Graphs have tremendous expressive powers and are therefore gaining a lot of attention in the field of machine learning. Every node has an embedding associated with it that defines the node in the data space. Graph neural networks refer to the neural network architectures that operate on a graph. The aim of a GNN is for each node in the graph to learn an embedding containing information about its neighborhood (nodes directly connected to the target node via edges). This embedding can then be used for different problems like node labelling, node prediction, edge prediction, etc.

Each node and its neighborhood

Thus, after having embeddings associated with each node, we can convert edges by adding feed forward neural network layers and combine graphs and neural networks.

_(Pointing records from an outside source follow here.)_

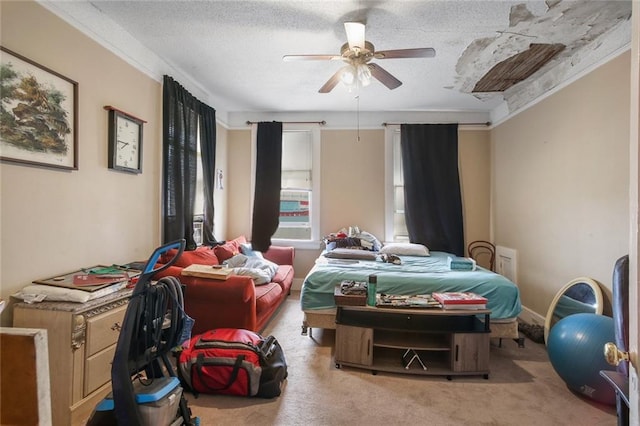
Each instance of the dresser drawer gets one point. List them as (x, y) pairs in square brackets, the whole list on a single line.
[(103, 330), (98, 369)]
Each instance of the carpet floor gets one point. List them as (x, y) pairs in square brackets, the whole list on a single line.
[(522, 389)]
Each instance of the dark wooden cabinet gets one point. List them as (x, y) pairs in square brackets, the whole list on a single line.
[(413, 341)]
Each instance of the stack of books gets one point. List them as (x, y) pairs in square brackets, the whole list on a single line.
[(460, 300), (461, 264)]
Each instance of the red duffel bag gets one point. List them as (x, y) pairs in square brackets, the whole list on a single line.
[(234, 362)]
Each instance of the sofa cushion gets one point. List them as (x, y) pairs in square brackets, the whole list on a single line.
[(283, 274), (201, 255), (229, 249), (266, 296)]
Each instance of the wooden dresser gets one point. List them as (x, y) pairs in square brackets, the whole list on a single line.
[(82, 341)]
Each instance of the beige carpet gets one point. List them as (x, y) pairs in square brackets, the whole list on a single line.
[(522, 389)]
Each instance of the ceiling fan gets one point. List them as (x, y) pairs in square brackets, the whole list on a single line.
[(358, 53)]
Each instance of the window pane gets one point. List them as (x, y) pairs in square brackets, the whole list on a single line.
[(295, 196), (294, 215), (400, 232)]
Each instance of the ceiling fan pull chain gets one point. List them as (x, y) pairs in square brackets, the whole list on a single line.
[(358, 116)]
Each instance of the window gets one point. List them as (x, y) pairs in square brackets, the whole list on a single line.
[(299, 224), (198, 205), (395, 225)]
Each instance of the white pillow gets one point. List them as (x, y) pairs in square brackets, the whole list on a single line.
[(344, 253), (405, 249)]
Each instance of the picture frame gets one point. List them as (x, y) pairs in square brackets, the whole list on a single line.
[(37, 133)]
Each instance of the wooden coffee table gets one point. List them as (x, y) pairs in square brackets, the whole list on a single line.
[(426, 341)]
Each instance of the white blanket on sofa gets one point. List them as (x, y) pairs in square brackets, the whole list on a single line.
[(261, 270)]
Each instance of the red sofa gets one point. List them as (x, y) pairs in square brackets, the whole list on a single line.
[(235, 302)]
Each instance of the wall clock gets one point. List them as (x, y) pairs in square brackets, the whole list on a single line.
[(125, 141)]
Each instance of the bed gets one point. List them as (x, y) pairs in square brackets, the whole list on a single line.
[(415, 275)]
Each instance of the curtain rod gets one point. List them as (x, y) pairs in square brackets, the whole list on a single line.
[(486, 123), (322, 123)]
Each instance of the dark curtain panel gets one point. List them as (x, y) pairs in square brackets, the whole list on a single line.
[(180, 128), (266, 201), (208, 154), (433, 204)]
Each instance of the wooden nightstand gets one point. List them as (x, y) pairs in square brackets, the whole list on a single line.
[(82, 341)]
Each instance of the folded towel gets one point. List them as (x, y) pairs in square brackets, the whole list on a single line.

The need for graph neural networks arose from the fact that a lot of data available to us is in an unstructured format. Unstructured data is data that has not been processed or does not have a pre-defined format which makes it difficult to analyze. Examples of such data are audio, emails, and social media postings. To make sense of this data and to derive inferences from it, we need a structure that defines a relationship between these unstructured data points. The existing machine learning architectures and algorithms do not seem to perform well with these kinds of data. The primary advantages of graph neural networks are:

- The graph data structure has proven tremendously successful in the field of computer science while working with unstructured data.
- Graphs are helpful in defining concepts which are abstract, like relationships between entities. Since each node in the graph is defined by its connections and neighbors, graph neural networks can capture the relationships between nodes in an efficient manner.

Thus, developing GNNs for handling data like social network data, which is highly unstructured, is an exciting amalgamation of graphs and machine learning which holds a lot of potential.

Being introduced recently in 2018, the GNNs still have a lot of real-life applications because their architecture resonates with the irregularity in data collected from various sources. Currently, GNNs have been the hot topic for:

**Social Network Analysis** — Similar posts prediction, tags prediction, and recommending content to users.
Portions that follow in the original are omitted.